Figure: How well organized can these grown-in quantum dots be made?  The coherence length is a measure of that.  The best that's been done so far is just a few island diameters.  Several applications have been envisaged for structures with small coherence lengths, but if coherence lengths could be boosted up to wafer dimensions then these structures would be useful for multiple-layer deposition, where registry between different layers is essential.  Figure from J.A. Floro et al., Appl. Phys. Lett. 73, 951 (1998)..  Scale bar: 1 micron.
 

Self-limited nano-island formation in vapor deposition

Figure:  STM topograph of Co deposited on S-terminated Mo (110) showing two-dimensional rectangular islands. With increasing coverage they get more numerous, but hardly any bigger!  Why???  a)  0.1 monolayer (ML) Co, average island size 200 atoms. b) 0.5 ML Co, average island size 250 atoms.  From P.G. Clark and C.M. Friend, J. Chem. Phys. 111, 6991 (1999).

It appears that there's potential for manipulating surface stress in the formation and control of metal nanostructures of self-limiting size during deposition on semiconductors and metals with chemically tailored surfaces. The figure above shows Co islands on S-terminated Mo(110), grown in the laboratory of Professor Cynthia M. Friend (Dept. of Chemistry and Chemical Biology). If such islands could be built up a few layers high (while keeping their nanometer lateral dimensions) and integrated into semiconductor wafers they could be extremely useful as nanomagnets in the manipulation of spins. We are collaborating on understanding the physical and chemical origin of what appears to be a strain-induced self-limitation to the lateral island size.
 

Ion implanted nano-precipitates for smart surfaces
Oriented Fe nanocrystals produced by ion implantation into cubic ZrO₂ have potential applications in the development of new integrated-optical and information-storage devices (from S. Honda et al., Appl. Phys. Lett. 77 (5), (2000)).

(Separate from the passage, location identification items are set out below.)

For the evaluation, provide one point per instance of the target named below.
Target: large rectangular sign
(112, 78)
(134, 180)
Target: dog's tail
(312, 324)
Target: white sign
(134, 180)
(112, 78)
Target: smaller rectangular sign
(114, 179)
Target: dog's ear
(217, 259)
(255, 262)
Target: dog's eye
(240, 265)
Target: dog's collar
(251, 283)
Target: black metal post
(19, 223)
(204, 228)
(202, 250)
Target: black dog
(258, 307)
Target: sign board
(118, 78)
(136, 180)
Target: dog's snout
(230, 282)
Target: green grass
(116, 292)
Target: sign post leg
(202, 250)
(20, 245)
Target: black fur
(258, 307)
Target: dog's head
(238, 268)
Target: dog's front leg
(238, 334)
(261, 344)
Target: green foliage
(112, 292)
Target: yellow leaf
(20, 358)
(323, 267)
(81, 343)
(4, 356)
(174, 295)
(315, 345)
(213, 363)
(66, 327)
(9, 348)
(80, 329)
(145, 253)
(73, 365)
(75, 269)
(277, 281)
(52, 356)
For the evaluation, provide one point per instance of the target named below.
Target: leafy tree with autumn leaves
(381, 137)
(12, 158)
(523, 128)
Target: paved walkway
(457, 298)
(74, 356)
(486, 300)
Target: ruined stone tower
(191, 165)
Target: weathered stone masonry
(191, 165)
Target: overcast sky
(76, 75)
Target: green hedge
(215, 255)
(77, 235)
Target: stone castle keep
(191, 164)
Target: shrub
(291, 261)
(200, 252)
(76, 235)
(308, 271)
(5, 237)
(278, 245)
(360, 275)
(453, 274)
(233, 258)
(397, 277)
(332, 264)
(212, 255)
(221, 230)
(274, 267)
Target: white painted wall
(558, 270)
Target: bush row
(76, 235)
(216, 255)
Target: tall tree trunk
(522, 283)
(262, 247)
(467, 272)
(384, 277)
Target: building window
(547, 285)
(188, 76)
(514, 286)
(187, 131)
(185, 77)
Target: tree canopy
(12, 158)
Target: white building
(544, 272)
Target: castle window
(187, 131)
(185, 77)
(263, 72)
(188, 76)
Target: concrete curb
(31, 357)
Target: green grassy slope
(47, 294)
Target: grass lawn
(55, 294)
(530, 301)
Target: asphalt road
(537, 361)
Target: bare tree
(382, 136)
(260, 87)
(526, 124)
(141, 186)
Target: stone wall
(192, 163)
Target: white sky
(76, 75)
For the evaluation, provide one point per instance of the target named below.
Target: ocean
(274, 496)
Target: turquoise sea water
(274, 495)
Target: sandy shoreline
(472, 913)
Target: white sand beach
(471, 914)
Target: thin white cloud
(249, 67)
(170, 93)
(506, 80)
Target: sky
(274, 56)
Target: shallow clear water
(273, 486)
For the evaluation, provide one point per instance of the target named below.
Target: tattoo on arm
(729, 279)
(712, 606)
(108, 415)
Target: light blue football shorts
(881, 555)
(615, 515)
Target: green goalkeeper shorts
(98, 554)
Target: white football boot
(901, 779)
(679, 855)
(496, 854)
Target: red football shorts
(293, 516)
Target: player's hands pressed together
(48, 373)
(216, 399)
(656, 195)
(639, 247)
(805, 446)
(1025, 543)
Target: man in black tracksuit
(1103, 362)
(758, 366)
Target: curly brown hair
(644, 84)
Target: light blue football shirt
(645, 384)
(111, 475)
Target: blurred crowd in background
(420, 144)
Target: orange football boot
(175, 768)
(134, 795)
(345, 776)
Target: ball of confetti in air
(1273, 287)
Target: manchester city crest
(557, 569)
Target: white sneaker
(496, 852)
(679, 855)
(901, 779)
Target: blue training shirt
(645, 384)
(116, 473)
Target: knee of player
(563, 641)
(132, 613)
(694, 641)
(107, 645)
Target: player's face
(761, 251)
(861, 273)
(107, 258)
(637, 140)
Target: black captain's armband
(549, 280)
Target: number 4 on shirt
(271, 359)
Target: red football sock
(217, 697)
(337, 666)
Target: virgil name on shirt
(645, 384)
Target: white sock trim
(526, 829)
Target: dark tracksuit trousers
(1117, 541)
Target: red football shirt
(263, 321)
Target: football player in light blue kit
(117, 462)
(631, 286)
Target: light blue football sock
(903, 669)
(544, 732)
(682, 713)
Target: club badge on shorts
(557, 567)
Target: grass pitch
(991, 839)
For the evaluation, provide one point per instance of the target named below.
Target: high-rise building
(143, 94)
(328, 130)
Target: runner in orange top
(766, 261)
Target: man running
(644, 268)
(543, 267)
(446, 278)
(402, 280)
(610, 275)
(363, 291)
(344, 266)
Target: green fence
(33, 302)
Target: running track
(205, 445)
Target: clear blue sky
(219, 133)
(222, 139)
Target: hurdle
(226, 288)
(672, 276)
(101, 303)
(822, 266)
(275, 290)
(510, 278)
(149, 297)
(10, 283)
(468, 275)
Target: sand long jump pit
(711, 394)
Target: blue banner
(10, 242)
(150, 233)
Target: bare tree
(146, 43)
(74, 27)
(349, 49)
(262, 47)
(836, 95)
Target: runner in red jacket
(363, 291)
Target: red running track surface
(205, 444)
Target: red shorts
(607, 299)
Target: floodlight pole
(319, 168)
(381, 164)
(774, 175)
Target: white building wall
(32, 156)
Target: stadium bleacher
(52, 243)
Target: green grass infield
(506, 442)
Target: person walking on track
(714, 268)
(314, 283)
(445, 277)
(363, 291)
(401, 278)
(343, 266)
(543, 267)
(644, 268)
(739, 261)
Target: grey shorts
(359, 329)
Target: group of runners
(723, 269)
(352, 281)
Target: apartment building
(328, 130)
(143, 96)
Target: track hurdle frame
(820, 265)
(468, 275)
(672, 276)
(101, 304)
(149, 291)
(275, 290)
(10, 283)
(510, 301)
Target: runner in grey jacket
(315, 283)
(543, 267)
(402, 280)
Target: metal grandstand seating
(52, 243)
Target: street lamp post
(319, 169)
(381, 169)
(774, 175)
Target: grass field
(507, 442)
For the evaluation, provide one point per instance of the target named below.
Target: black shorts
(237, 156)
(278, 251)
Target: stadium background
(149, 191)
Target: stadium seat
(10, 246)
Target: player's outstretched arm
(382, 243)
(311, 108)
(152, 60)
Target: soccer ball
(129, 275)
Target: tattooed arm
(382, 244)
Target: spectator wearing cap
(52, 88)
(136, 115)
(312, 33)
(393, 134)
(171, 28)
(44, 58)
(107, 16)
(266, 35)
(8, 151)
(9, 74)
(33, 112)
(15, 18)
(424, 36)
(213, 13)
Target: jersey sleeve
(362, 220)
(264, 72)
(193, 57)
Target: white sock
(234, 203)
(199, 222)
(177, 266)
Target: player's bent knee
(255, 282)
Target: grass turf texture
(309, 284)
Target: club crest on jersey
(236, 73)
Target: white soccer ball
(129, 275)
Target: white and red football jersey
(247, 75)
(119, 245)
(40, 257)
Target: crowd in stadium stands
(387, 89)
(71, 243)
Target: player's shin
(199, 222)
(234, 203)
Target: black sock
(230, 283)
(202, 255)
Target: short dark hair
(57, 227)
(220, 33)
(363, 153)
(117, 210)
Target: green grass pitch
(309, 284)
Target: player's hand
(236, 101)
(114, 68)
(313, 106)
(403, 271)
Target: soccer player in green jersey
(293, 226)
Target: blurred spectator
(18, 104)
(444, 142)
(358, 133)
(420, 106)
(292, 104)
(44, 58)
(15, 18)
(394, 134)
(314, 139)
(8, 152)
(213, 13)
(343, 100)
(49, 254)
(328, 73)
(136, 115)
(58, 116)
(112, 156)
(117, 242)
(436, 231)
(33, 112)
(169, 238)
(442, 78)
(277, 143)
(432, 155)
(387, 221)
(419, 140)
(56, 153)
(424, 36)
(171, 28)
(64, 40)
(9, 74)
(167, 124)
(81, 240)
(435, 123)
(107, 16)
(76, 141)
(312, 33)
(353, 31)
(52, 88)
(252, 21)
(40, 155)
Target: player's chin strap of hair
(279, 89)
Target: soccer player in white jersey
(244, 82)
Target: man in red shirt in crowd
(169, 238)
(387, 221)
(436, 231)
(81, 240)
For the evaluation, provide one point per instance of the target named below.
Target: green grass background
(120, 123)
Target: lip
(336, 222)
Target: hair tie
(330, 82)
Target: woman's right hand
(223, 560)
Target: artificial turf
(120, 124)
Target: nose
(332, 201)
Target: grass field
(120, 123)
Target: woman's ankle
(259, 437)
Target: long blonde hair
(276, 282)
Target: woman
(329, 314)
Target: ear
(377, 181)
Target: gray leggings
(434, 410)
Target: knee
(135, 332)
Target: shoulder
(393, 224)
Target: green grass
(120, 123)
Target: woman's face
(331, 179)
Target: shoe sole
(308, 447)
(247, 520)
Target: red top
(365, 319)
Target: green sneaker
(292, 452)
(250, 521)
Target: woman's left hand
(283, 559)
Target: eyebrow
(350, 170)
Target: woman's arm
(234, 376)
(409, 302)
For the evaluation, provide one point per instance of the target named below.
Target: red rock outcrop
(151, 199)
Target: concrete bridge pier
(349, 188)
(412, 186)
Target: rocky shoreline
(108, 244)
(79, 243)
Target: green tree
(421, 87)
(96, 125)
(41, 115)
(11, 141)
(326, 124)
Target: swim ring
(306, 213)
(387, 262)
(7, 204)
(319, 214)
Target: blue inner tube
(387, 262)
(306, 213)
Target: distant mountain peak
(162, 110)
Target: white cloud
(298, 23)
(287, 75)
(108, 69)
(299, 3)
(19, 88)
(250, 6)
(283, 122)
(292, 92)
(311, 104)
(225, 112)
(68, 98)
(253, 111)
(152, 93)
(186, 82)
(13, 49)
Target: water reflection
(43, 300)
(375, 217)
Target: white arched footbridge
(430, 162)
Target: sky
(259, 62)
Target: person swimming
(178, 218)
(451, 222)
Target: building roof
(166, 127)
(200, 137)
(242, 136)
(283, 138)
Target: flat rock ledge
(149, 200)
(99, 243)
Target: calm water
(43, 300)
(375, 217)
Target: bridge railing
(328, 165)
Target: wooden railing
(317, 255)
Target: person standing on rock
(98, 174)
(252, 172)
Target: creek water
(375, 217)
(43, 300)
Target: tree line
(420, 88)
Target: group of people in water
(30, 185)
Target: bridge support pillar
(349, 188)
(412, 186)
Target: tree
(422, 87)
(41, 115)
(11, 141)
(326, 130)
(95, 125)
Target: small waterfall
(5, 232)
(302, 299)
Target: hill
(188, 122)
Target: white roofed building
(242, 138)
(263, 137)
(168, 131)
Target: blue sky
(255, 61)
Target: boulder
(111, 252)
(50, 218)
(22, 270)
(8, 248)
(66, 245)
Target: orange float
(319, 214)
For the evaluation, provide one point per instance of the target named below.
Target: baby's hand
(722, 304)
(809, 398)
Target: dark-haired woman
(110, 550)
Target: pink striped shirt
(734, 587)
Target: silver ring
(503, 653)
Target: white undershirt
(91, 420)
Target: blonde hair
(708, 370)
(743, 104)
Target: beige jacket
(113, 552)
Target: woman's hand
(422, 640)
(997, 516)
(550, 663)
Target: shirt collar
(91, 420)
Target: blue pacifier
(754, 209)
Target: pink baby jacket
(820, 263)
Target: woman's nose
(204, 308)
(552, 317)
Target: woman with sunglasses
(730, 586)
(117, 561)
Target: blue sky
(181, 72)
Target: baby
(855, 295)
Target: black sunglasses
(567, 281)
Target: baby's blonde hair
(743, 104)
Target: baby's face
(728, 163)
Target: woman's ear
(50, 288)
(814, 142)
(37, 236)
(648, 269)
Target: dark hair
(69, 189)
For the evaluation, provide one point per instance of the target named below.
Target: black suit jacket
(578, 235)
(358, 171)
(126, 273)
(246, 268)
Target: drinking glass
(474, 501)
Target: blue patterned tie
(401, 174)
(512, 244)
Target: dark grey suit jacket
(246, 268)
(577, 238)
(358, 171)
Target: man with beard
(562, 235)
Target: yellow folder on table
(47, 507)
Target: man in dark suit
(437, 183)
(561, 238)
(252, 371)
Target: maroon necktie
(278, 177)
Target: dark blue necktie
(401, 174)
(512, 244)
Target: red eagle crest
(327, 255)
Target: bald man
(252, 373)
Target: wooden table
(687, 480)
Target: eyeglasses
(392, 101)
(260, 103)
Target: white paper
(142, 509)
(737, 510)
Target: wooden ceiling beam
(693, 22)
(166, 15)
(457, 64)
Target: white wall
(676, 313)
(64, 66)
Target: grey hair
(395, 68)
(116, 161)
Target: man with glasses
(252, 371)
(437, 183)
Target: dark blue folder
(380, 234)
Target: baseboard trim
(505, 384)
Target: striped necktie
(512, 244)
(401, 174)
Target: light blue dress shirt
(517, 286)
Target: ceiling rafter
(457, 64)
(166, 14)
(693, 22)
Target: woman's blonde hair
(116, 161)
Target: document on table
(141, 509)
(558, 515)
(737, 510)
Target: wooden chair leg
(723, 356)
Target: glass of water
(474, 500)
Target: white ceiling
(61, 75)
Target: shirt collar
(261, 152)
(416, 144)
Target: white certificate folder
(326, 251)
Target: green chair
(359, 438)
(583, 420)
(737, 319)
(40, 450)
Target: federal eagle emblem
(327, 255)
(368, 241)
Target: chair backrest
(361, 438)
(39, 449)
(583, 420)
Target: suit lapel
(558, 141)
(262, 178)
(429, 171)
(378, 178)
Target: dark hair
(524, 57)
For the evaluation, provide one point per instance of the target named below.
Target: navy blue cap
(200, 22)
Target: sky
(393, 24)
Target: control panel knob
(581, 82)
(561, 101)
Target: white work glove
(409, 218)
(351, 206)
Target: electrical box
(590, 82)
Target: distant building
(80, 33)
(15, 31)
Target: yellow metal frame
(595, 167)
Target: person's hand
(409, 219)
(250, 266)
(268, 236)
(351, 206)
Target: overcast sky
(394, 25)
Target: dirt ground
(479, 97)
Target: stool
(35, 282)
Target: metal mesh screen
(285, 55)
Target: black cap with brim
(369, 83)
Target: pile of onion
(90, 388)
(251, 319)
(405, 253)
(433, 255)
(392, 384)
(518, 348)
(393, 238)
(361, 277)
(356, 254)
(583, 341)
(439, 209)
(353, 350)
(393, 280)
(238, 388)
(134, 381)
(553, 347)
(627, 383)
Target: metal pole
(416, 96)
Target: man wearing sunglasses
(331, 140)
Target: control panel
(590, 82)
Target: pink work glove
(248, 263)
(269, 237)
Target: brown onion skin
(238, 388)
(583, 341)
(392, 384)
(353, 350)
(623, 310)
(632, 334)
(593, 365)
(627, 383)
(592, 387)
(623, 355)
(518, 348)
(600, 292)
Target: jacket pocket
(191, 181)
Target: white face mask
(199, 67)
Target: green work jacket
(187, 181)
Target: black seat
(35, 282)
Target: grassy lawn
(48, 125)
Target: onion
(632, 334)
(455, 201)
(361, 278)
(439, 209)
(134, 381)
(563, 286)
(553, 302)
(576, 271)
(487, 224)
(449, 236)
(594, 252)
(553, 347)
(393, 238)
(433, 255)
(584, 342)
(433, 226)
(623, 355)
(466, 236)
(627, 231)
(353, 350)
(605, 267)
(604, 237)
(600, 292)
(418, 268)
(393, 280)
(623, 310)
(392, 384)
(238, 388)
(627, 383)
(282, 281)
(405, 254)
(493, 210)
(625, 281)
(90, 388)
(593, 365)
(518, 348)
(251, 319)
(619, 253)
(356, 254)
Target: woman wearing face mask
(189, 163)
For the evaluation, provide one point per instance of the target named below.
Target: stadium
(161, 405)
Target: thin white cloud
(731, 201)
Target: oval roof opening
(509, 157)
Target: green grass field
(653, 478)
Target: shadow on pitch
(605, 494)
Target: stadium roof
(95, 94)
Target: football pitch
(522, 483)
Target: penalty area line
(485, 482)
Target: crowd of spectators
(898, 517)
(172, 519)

Ion implantation produces arrays of nanoprecipitates displaying exciting properties, even in their current poorly-organized form. Examples include. optically-switchable metal-insulator transition in Vanadium oxide [L.A. Gea et al., J. Mater. Res. 14, 2602 (1999)]; and vertically-oriented and therefore more densely-packable magnetic domains for Fe or Co-Pt in insulators [S. Honda et al., Mat. Res. Soc. Symp. Proc. 581, 71 (2000)]. We need to understand the energetics and kinetics of nanoprecipitate formation, orientation, spacing, size distribution and regularity, and the relation to properties. We are collaborating with our colleagues at ORNL in an effort to provide a physical and chemical science base for the formation of ion implanted metal and semiconducting nanoparticles. See, for example, our early published work, publication #85, on GaAs nanoparticles in Si: C.W. White, J.D. Budai, J.G. Zhu, S.P. Withrow, and M.J. Aziz, "Ion Beam Synthesis and Stability of GaAs Nanoclusters in Silicon", Applied Physics Letters, 68, 2389 (1996); addendum 69, 2297 (1996).